Tuesday, April 15, 2025

the subway has exited the tunnel

It took two or three zesty sessions, but the vile, brown subway did eventually exit the tunnel. I had texted the IT guy around 8 this morning, and I never heard back from him, so I was pretty sure that his visit would happen right as I was lustily squeezing one out while on the throne. And sure enough, there was a knock on the door around 11:45 a.m. while I was in flagrante. Mind you, I live alone, so I have many of the bizarre, difficult quirks of people who live alone. Practically speaking, this means I launch my stercore missiles without closing my bathroom door: I leave it wide open despite its proximity to my apartment's front door (the smell!), not even blocking myself off with a shower curtain. After all, how often is it that I have visitors?

So this dude comes a-knockin' while my ass is a-rockin', and I shout out that I need a minute. I wipe just barely enough to be able to stand like a proper Homo erectus, then try to flush... but I'd forgotten that I had shut off the toilet valve before my trip, so I needed to open it up again. I did that, flushed, then dumped a glug of bleach into the toilet water, but I knew it wouldn't be enough since so much of the bog gas was ambient. I then pulled up my pants (yes: envision the preceding events as happening with my trou around my ankles), closed the bathroom, went over to the door, and let the guy in.

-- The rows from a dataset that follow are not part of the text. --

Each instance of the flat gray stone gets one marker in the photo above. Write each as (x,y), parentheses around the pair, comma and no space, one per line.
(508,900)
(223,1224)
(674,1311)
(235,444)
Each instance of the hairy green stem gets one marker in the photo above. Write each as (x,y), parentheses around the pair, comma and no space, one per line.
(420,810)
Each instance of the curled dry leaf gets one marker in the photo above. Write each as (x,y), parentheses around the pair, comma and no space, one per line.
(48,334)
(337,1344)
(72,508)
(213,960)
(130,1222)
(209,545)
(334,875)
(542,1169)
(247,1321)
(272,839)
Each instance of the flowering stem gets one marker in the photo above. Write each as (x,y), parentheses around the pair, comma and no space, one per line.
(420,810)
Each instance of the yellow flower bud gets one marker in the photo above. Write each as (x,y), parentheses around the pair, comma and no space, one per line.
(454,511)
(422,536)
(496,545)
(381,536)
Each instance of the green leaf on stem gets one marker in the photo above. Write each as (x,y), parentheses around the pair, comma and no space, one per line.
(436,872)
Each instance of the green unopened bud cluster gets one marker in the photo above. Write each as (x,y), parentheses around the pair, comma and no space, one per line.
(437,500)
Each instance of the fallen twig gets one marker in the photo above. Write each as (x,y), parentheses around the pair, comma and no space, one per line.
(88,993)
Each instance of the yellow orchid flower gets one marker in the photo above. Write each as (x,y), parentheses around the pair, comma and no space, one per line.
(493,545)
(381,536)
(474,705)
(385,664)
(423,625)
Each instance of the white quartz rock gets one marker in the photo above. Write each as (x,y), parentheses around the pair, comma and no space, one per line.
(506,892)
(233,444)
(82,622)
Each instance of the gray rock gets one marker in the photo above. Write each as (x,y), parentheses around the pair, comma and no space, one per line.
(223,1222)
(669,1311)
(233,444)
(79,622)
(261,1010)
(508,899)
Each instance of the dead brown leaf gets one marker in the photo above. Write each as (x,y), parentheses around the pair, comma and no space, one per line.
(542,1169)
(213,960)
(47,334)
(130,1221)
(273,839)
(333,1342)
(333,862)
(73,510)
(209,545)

I apologized for having been in the bathroom, but the guy waved it away. His hair, glasses, and posture clued me in that he was a nerdy type often hunched over electronic equipment, so it could've been that my miasma was just a minor circumstantial detail. He got to work on my computer as I explained the problem: I seemed to be connected, and the computer's WiFi-hotspot feature appeared to be functioning because both my laptop and my phone were receiving signal and performing as usual. The guy expressed confusion as he tapped away at my desktop's keyboard: everything seemed to be in order. He opened one of those esoteric windows displaying code and expressed further confusion: everything seemed to be fine, yet my desktop browser's tabs weren't showing any websites. He eventually decided to leave and to come back with his own laptop, saying he'd be back around 3:30 p.m. I thanked him as he left, then immediately went back to the throne to finish what I'd merely begun. While on the pot, I texted my brother David about the incident since he's one of the few people in the world who can appreciate my travails (David own turds have always been of mythical dimensions and proportions). His replies were cheerfully derisive in tone, as I would expect.

I finished, took a shower, and the IT guy called me back around 2 p.m. to ask whether I was using a VPN. I said yes; he said to turn it off and see what happened. Sure enough, the problem cleared up. The man hypothesized that the problem had been with the VPN, not with the computer, and that he no longer needed to make a second visit. I have since turned the VPN back on (I'm trying to hold back all of the evil spirits), and everything still seems to be fine. So if this specific problem ever returns, I'll know to turn the VPN off, then on again.

It can therefore be said that coming home has afforded me at least two types of fulfillment.


1 comment:

  1. Reminds me of that old "unplug and plug it back in" fix. I don't use a VPN here, but I had to in Korea for, um, certain websites the government had blocked.